I've managed over $300M in ad spend and built analytics dashboards for clients ranging from Microsoft to DTC brands--most of those dashboards failed because we gave marketers *attribution visibility* when what they actually needed was *budget allocation instructions*. We shipped a multi-touch attribution dashboard for a SaaS client that showed every touchpoint in the customer journey with beautiful funnel visualizations and channel overlap metrics. Usage dropped to nearly zero after week two because the VP of Marketing still had to manually decide how to redistribute budget across 12 channels every Monday morning. Our fatal assumption: that showing marketers "what happened" would help them decide "what to do next." Wrong. The dashboard had 40+ metrics, custom date ranges, and cohort breakdowns--but zero prescriptive guidance. In regulated financial services work, I saw the same pattern: compliance teams wanted red/yellow/green status indicators and required actions, not exploratory drill-downs into ad copy variations. When we rebuilt the system, we replaced the attribution dashboard with a weekly automated email that said "Move $4,200 from Facebook to Google Search this week because CAC dropped 18% and LTV models show 3-month payback." Adoption went to 100% and the client scaled from $40K to $180K monthly spend in 90 days. What I'd never do again: build a dashboard that requires a data analyst to interpret it. The portfolio example is live at berelvant.com/ai-marketing-strategies where we now surface recommendation engines, not visualization layers--because marketers get paid to execute, not to become statisticians.
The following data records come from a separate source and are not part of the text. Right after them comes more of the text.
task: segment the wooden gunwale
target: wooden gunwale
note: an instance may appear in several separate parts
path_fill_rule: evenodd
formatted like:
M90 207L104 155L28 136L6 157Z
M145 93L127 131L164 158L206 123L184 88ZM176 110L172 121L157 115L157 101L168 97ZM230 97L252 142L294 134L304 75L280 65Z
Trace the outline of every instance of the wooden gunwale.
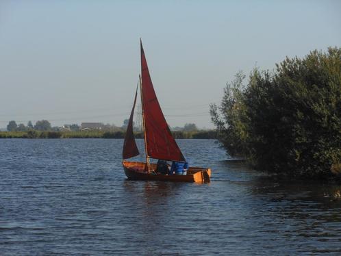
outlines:
M211 176L210 168L199 167L190 167L186 175L165 175L146 172L146 163L143 162L123 161L123 165L126 176L133 180L203 183L210 182ZM149 164L149 167L155 170L156 164Z

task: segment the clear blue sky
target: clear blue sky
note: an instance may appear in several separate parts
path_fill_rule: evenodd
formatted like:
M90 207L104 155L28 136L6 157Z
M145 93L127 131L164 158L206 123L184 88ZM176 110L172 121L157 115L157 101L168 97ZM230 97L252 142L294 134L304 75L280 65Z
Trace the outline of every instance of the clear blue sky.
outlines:
M127 118L142 38L168 123L212 127L239 70L341 46L340 1L0 1L0 128Z

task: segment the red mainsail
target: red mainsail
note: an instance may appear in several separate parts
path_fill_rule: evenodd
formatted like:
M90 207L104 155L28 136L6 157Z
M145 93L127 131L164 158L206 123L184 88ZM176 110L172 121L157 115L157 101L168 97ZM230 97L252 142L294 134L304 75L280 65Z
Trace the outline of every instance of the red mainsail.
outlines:
M141 42L141 74L144 134L148 157L164 160L184 162L185 158L162 114L151 82Z
M131 110L131 113L130 113L128 127L127 127L127 131L125 133L125 143L123 144L123 152L122 152L122 157L123 157L123 159L130 158L140 154L133 133L134 110L135 110L135 104L136 103L137 96L138 88L136 88L136 92L135 93L135 99L134 100L133 109Z

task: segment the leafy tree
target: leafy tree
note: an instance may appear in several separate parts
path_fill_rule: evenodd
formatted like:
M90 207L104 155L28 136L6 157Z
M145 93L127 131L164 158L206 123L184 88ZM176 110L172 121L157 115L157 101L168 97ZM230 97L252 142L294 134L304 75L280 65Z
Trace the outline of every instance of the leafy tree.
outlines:
M197 131L198 128L197 127L197 125L193 123L186 123L184 126L184 131Z
M34 129L38 131L50 131L51 130L51 123L46 120L41 120L36 123Z
M232 83L220 105L211 105L220 140L260 169L310 177L341 173L341 49L287 57L276 66L273 73L255 69L245 88Z
M18 127L16 128L16 131L25 131L27 130L27 127L26 127L24 124L19 124L19 125L18 125Z
M7 125L7 130L8 131L16 131L16 128L18 127L18 125L16 125L16 123L15 121L10 121L8 123L8 125Z

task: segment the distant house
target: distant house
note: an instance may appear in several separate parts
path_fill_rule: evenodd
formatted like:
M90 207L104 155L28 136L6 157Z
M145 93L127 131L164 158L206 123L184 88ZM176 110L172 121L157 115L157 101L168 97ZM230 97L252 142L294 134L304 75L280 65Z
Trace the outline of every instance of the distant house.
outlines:
M101 123L82 123L81 124L81 130L101 130L104 127Z

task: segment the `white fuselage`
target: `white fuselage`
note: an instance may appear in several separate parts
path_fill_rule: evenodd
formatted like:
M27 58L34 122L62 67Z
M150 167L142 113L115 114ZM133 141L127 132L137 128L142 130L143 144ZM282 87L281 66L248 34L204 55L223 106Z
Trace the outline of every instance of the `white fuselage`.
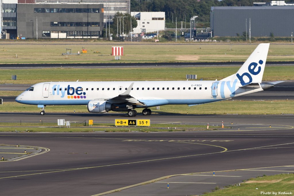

The underperformance of our embedded analytics feature stemmed from insufficient user training and onboarding resources. Although the dashboard aimed to deliver actionable insights, customers struggled to interpret the data without proper guidance, resulting in low adoption rates. I underestimated the need for user education. If rebuilt, I would prioritize comprehensive onboarding materials, including tutorials and walkthroughs, to enhance user understanding.
The first embedded analytics feature we launched utterly flopped because we delivered a data exploration tool instead of a decision-making tool. We had visions of grandeur, and included a data exploration app to be built in a logistics platform to show clients their supply chain inefficiencies. Users resisted the power we gave them and ended up doing all the hard work themselves. Our #1 wrong assumption was thinking people would want to "analyze" the raw data we put in front of them, instead of wanting a straight answer to "what routes were the least profitable this week?" We've launched good dashboards since then (take a peek at our portfolio to see some examples: https://bimg.b-cdn.net/our-portfolio/portImage2.png), and I would never again go to market for the V1 with a ubiquitous filter-based ubiquitous interface, but instead; I'd start with a few clicky "insight cards" with clear, opinionated answers to the top 3 business questions we need to pay attention to; and force myself to get narrow enough to land somewhere useful with actionable intelligence from day one.